Makuna / NeoPixelBus

An Arduino NeoPixel support library supporting a large variety of individually addressable LEDs. Please refer to the Wiki for more details. Please use the GitHub Discussions to ask questions as the GitHub Issues feature is used for bug tracking.
GNU Lesser General Public License v3.0
1.18k stars 260 forks source link

ESP32: Template class static callback method not located in IRAM even though marked to be so #321

Open Makuna opened 4 years ago

Makuna commented 4 years ago

Describe the bug static void IRAM_ATTR _translate() This method is marked for IRAM, but is placed into the flash section.

Additional Context from gitter conversation started by Andreas Merkle:

"Problem seems to be: https://gcc.gnu.org/bugzilla/show_bug.cgi?id=70435 ...
At the moment I use a RMT ISR level 2, which means only higher level ISRs can interrupt. With this option I can click around on webserver and everything is fine ... I am using parallel e.g. the ESPAsyncWebServer and I have a lot of artifacts. I moved the necessary functions via the linker to IRAM and set ESP_INTR_FLAG_LEVEL2 | ESP_INTR_FLAG_IRAM in the esp_intr_alloc(). After this, it looks like all artifacts are gone."
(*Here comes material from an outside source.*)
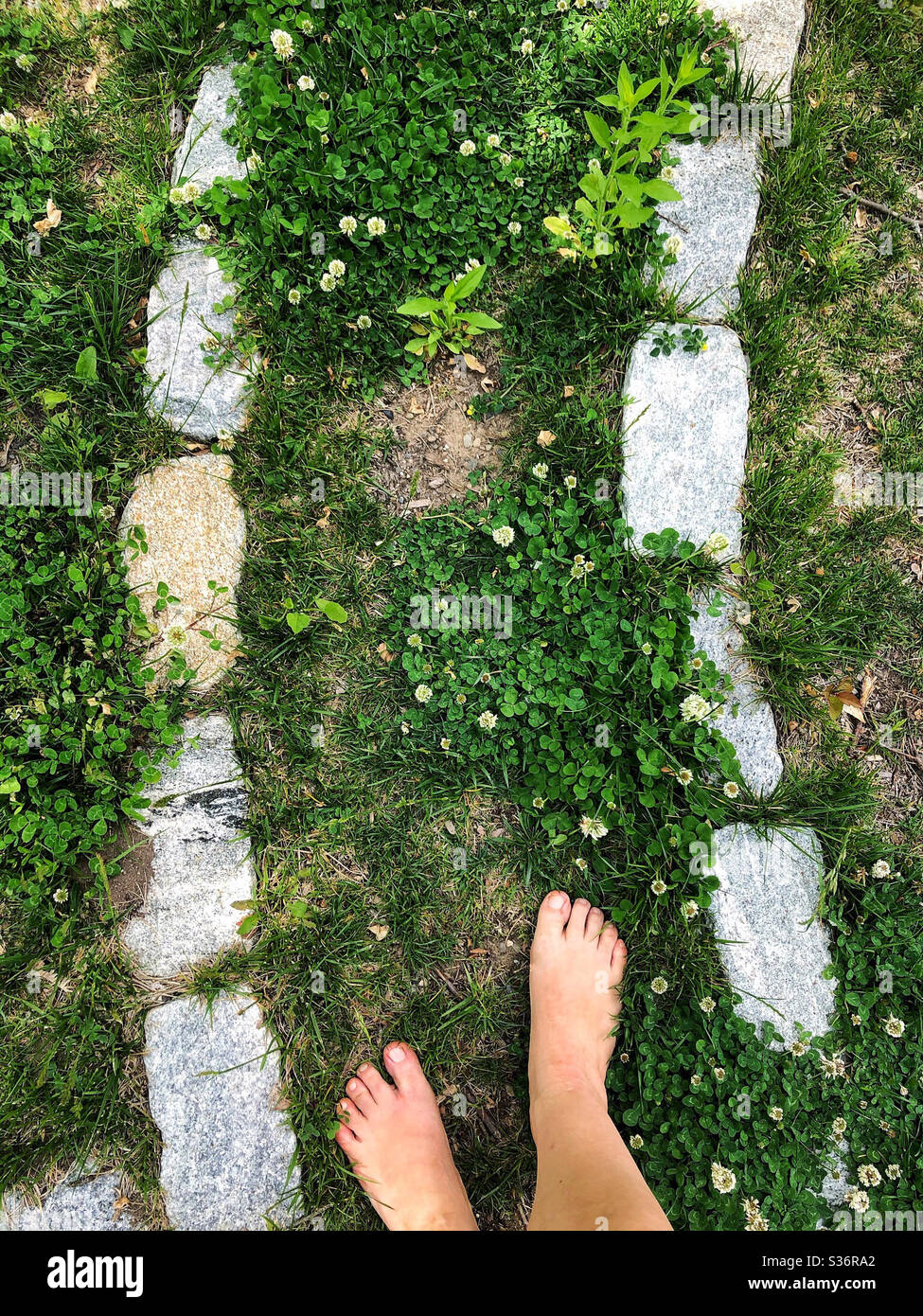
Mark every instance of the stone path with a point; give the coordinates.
(229, 1156)
(684, 446)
Mike Dunston: "IRAM_ATTR is not 100% required unless you require the function to run from an ISR context WHEN flash is DISABLED if it is not in IRAM it will be deferred until flash is enabled ... using SPIFFS for serving files via ESPAsync? If so, that is going to be a bigger problem than simply moving various bits into IRAM"

Makuna commented 4 years ago

xtensa-esp32-elf-objdump -x app-template.elf -d

BlueAndi commented 4 years ago

I opened an issue here too: https://github.com/espressif/esp-idf/issues/4542

Note, you can use xtensa-esp32-elf-nm -C -n firmware.elf too, to get address and size with demangling.

BlueAndi commented 4 years ago

The main problem of flickering and artifacts seems to be flash access during the running RMT ISR. To move the _translate() method to IRAM will improve this. Increasing the interrupt level improves this too, but with the drawback that other things might be delayed.

To get rid of this (with or without the IRAM_ATTR problem) do the following: Create a separate task with prio 4, which calls the show() routine. Wait with canShow() until the physical update via RMT is finished. Then call delay() with your task period.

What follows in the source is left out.